Gallivan gave a rundown of the archaeological discoveries at Werowocomoco, highlighted by evidence of a large longhouse that he believes was the residence of Chief Powhatan himself. He explained that archaeological evidence such as carbon dating of posthole remains, the age and the size—roughly four times the size of a normal Indian house of the period— corresponded with Colonial-era descriptions of the house.
“Chief Powhatan received the Jamestown colonists several times in a house very much like this one,” Gallivan said. “John Smith’s legendary rescue by Pocahontas evidently occurred there. Of course the story of Pocahontas’s rescue of John Smith has become part of the American origin myth. In fact, we don’t know whether the rescue story truly happened—but if it did occur, it probably took place within this house.”

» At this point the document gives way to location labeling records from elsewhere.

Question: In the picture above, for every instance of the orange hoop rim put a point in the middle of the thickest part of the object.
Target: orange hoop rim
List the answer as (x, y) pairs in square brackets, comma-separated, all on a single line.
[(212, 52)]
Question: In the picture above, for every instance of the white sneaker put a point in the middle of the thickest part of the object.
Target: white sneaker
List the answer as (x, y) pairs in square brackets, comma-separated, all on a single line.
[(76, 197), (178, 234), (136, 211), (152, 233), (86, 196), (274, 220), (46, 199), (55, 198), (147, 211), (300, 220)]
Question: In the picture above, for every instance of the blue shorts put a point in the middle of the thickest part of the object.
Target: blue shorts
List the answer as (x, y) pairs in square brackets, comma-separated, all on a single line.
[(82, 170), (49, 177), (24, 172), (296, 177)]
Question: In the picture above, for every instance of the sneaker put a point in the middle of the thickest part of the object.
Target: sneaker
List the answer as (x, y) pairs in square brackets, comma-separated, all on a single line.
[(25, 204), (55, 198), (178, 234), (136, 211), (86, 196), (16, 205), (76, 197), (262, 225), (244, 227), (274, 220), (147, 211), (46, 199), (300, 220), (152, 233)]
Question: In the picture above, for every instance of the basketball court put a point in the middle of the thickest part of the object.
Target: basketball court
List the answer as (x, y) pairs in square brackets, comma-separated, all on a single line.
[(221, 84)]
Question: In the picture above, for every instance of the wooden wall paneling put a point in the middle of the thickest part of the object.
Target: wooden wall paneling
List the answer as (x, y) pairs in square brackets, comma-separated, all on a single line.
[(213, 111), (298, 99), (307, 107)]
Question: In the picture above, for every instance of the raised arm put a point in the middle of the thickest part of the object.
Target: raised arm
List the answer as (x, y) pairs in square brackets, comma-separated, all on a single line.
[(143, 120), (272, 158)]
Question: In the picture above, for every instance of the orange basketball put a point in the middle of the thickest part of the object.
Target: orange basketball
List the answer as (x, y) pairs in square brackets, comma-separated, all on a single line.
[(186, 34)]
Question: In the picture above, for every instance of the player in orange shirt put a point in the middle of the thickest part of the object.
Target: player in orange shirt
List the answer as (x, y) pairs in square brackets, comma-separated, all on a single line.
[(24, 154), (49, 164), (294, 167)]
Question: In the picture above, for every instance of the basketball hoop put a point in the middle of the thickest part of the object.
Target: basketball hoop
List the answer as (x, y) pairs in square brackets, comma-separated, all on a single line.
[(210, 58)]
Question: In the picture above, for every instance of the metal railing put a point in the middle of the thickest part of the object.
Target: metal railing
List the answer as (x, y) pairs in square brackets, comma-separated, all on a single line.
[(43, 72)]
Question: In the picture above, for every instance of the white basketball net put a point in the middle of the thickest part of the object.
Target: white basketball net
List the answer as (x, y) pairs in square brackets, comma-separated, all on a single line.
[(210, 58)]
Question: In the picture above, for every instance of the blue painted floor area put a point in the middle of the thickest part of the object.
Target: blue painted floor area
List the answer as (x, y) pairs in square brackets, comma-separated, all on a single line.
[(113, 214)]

He went on to say that his investigations have led him to understand that Werowocomoco is more important than a location for part of the Pocahontas myth. Gallivan noted that site is greater than Powhatan himself. The city was a place of power for hundreds of years before the birth of Wahunsenacawh, Powhatan’s real name.
The Virginia officials—which included Virginia State Senator Tommy Norment and Virginia House Delegates M. Keith Hodges and Douglas Domenech, Virginia’s secretary of natural resources—all spoke of the historical and cultural importance of Werowocomoco, as did DHR Director Kathleen Kilpatrick, who brokered the conservation easement with the Ripleys. Wittman drew applause from all Virginians in the overflow crowd—Indian and non-Indian alike—when he called for advancement of federal recognition of the Virginia tribes.
“We have a moral obligation,” he said, “to make this happen.”
McDonnell said that the ceremony marked a wonderful day in the 406-year history of Virginia, as dated from the landing at Jamestown.
“But the chiefs that are here, the seven of them, know it goes back for hundreds and perhaps thousands of years before that,” he said, nodding to the front row, where the Powhatan tribes were represented by their leaders, including Chief Kevin Brown, of the Pamunkey; Chief Mark “Falling Star” Custalow, of the Mattaponi; the Chickahominy’s Stephen R. Adkins; Gene “Pathfollower” Adkins, of the Chickahominy Eastern Division; Chief G. Anne Richardson, of the Rappahannock; and Chief Kenneth Adams of the Upper Mattaponi. Members of the Nansemond were also present, although Chief Barry Bass was unable to attend.
The governor asked the gathering of more than 300 to try to become attuned to the sense of place of the site on what we now call Purtan Bay.
“Can you sense, as you sit here on the banks of this beautiful river, Chief Powhatan going out with members of his tribe to visit one of those 30-some tribes that he was responsible for, from this cultural and economic center?” Governor McDonnell asked. “Can you kinda see John Smith coming off the boat to have his one and only meeting with the chief back in December of 1607?”
The site was identified in 2003 as the political center of Powhatan’s extensive Tidewater chiefdom, which stretched from the Potomac to south of the James and from the Eastern Shore to the fall line near today’s I-95. Since 2003, archaeological work by Gallivan and others has confirmed the site’s identity as Werowocomoco.